第3回 あの人に会いたい 

第3回 ウィリアム・カリー先生 元上智大学学長

2011.04.20

他者のため、世界のため 上智の精神を貫きたい ウィリアム・カリー先生(元上智大学学長)

ウィリアム・カリー先生(元上智大学学長)

寮生活、聖歌隊、学長時代の仕事……
33年におよぶ上智での思い出は尽きることがありません。
それを胸に、カリー先生は今も世界のために働いています。

カリー先生
上智の多様性が生んだ
一人ひとりを大切にする教育

 かつての上智大学にはキャンパス内に学生寮があり、出身地や国籍、学部を異にする200人余りの学生が共同生活を送っていた。その舎監を長く務め、自身も23年にわたって寝食を共にされてきたのが、第12代学長のウィリアム・カリー先生である。

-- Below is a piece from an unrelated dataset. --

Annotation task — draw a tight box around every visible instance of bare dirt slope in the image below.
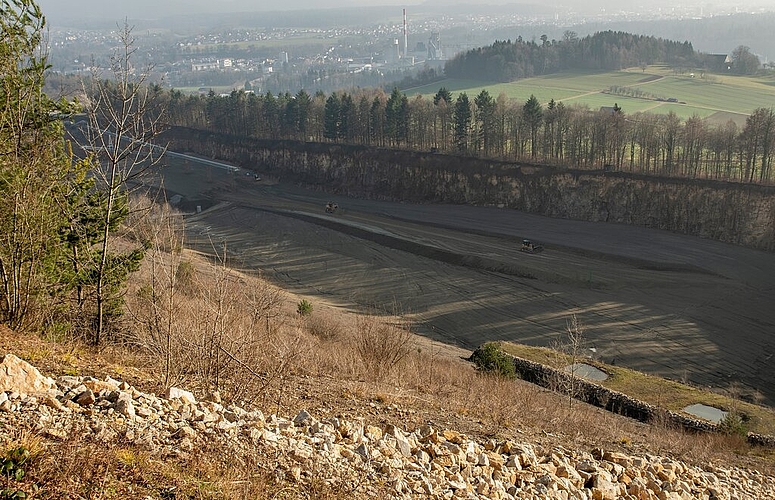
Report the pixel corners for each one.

 「毎晩のように学生たちと輪になって、遅くまで語り合いました。将来のこと、恋愛のこと、悩み、希望、喜び……話はつきません。
 寮には文系の学生もいれば理系の学生もいて、外国人もいます。部活で打ち込んでいることもそれぞれ違う。そのまったく異質なパーソナリティがぶつかりあう中で、彼らはしだいに『自分とは何か』を学んでいくのです。
 最近の若い人のように、自分と趣向の合う人とばかりケータイでつながっていたら、その大事なことを見失ってしまわないかと心配です」

 そこは教室とは別の学び舎であり、社会に出るための準備の場であり、またとないエンタテインメントの舞台でもあった。学生たちが企画する寮祭やスポーツ大会、クリスマスパーティの数々が、今もカリー先生の胸に深く刻まれている。
 「80年代の初めでしたか、寮の25周年の記念に寮歌を募集することになりましてね、聖歌隊員でもある寮生が素晴らしい曲を作って、他の寮生3人と一緒に披露してくれたんです。『四谷雨情』??さくら花散る道?四谷紀尾井町わがふるさと?。懐かしいですね。ここでは私もいろんなことを勉強させてもらいました。一人ひとりの心を大切にする教育のあり方とかね」

ローマ法王にも披露した
上智聖歌隊の華麗なる歌声

 上智聖歌隊の顧問として指揮者を務めたことも、忘れられない思い出だ。教員となって3年目に役について以来25年、学長となるまでタクトを振り、男女混声75人のメンバーとともに毎週2回の練習を続けてきた。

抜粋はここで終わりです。